Presenting our paper on prediction of driving behavior towards environmental diversity at IV2015 (June 28 ~ July 1) @Seoul

2015/06/05 | NewsPresentations | 1977 views |

2015 IEEE Intelligent Vehicles Symposium (IV2015) is being held on June 28 ~ July 1, 2015 at COEX in Seoul, Korea.
The following oral presentation will be delivered.
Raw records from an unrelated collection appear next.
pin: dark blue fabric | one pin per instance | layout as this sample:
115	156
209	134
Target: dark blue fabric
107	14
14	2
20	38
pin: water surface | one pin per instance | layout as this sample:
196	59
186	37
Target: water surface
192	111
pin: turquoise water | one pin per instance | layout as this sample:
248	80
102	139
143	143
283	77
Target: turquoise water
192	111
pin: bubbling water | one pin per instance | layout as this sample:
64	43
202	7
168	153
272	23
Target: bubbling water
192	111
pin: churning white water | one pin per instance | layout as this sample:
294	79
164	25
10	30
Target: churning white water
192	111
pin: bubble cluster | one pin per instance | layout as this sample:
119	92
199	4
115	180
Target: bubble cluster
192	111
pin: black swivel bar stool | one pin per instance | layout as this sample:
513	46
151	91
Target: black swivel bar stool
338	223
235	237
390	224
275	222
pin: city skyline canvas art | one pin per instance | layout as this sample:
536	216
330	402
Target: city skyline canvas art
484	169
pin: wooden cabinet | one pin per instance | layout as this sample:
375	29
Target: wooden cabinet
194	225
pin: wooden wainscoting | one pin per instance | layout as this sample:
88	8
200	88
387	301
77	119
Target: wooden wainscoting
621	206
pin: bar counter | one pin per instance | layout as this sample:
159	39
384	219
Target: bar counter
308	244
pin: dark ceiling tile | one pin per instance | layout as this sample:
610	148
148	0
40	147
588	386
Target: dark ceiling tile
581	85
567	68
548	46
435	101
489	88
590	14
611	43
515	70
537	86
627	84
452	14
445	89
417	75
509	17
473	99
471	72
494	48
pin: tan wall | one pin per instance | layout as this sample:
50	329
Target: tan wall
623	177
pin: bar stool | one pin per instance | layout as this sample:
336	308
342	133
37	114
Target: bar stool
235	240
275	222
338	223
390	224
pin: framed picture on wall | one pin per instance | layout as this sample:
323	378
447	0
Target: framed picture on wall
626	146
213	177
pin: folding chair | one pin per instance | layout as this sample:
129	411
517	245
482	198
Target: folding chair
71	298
6/29(Mon.) 17:00-18:20 E1/E2/E3
Regular Session MoOrPT1: Vehicle Environment Perception

17:20-17:40, Paper MoOrPT1.2
Predicting Driving Behavior Using Inverse Reinforcement Learning with Multiple Reward Functions towards Environmental Diversity
Masamichi Shimosaka, Kentaro Nishi, Junichi Sato and Hirokatsu Kataoka

In this research, we propose a mixtured IRL framework where multiple reward functions deal with environmental diversity. Specifically, the model employs Dirichlet process mixtures as a flexible and powerful Bayesian model to divide the environment into clusters and learns the parameters in each cluster simultaneously. Experimental result shows that our model provides superior performance over the IRL model with single reward function.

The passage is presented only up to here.